Description
Sweet Chili Meatballs are a perfect combination of savory, sweet, and tangy flavors. This crockpot recipe is easy to make and ideal for parties, potlucks, or a comforting dinner. Serve as an appetizer or over rice for a complete meal.
Ingredients
Units
Scale
- 2 lbs (900 g) frozen meatballs (store-bought or homemade)
- 1 cup (240 ml) sweet chili sauce
- 1/2 cup (120 ml) ketchup
- 1/4 cup (60 ml) soy sauce
- 2 tablespoons honey (or brown sugar)
- 2 tablespoons rice vinegar (or apple cider vinegar)
- 2 cloves garlic, minced
- 1/2 teaspoon red pepper flakes (optional, for spice)
- 1 tablespoon cornstarch mixed with 2 tablespoons water (optional, for thickening)
- Chopped green onions and sesame seeds (for garnish, optional)
Instructions
Step 1: Prepare the sauce
- In a medium bowl, whisk together the sweet chili sauce, ketchup, soy sauce, honey, rice vinegar, garlic, and red pepper flakes (if using).
Step 2: Add to crockpot
- Place the frozen meatballs in the crockpot.
- Pour the prepared sauce over the meatballs, ensuring they are well coated.
Step 3: Cook the meatballs
- Cover and cook on low for 4-5 hours or high for 2-3 hours, stirring occasionally to coat the meatballs evenly.
Step 4: Thicken the sauce (optional)
- If you prefer a thicker sauce, 30 minutes before serving, stir in the cornstarch-water mixture.
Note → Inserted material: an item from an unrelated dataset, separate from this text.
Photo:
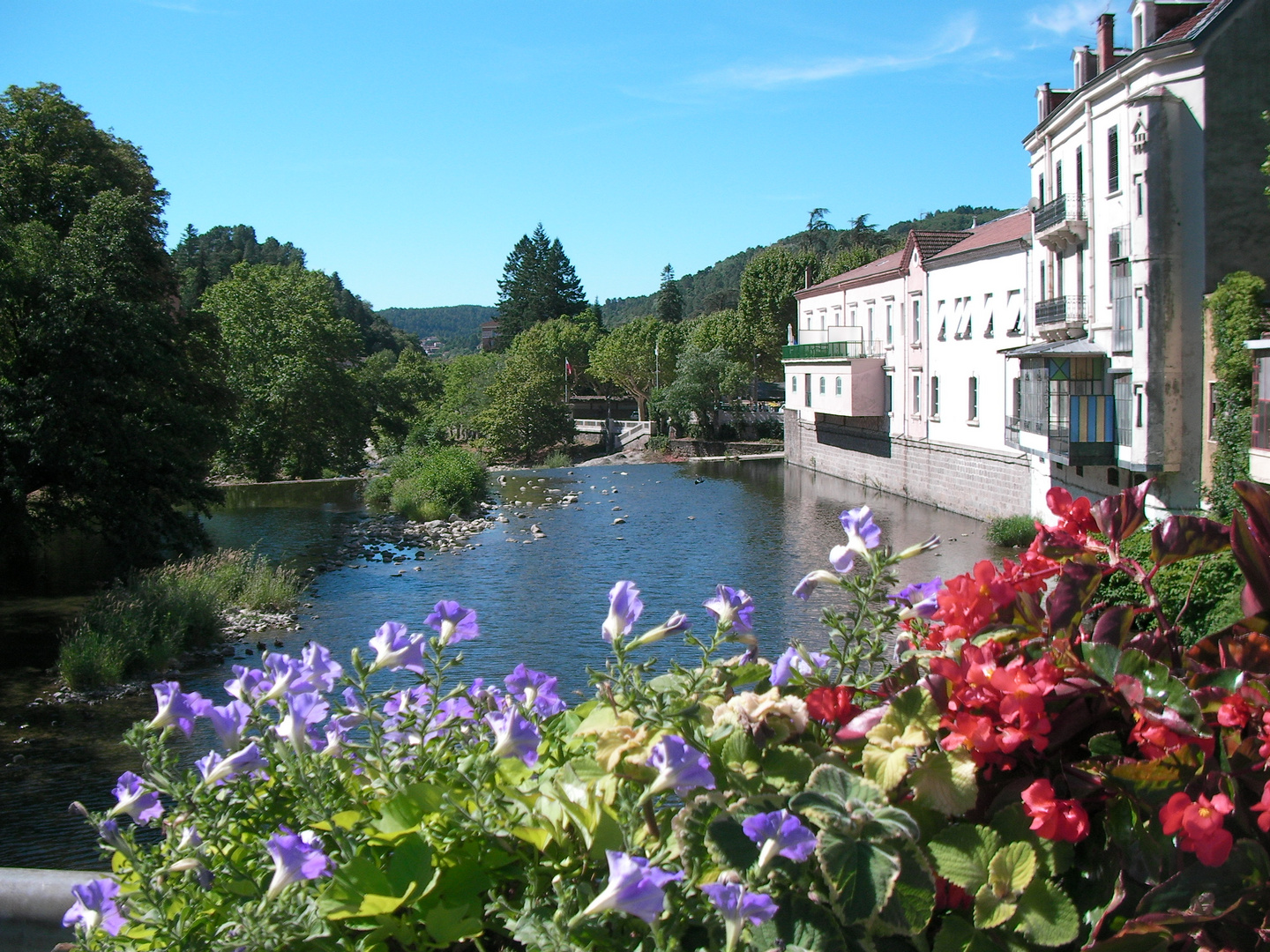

Let the sauce simmer and thicken while still covered.
Step 5: Garnish and serve
- Before serving, garnish the meatballs with chopped green onions and sesame seeds if desired.
- Serve warm as an appetizer with toothpicks or over rice for a main dish.
Notes
- Make-ahead option: Combine the sauce ingredients and refrigerate up to 2 days in advance. Add to the crockpot with the meatballs when ready to cook.
- Homemade meatballs: For homemade meatballs, pre-cook them before adding to the crockpot.
- Storage: Store leftovers in an airtight container in the refrigerator for up to 3 days. Reheat gently in the crockpot or microwave.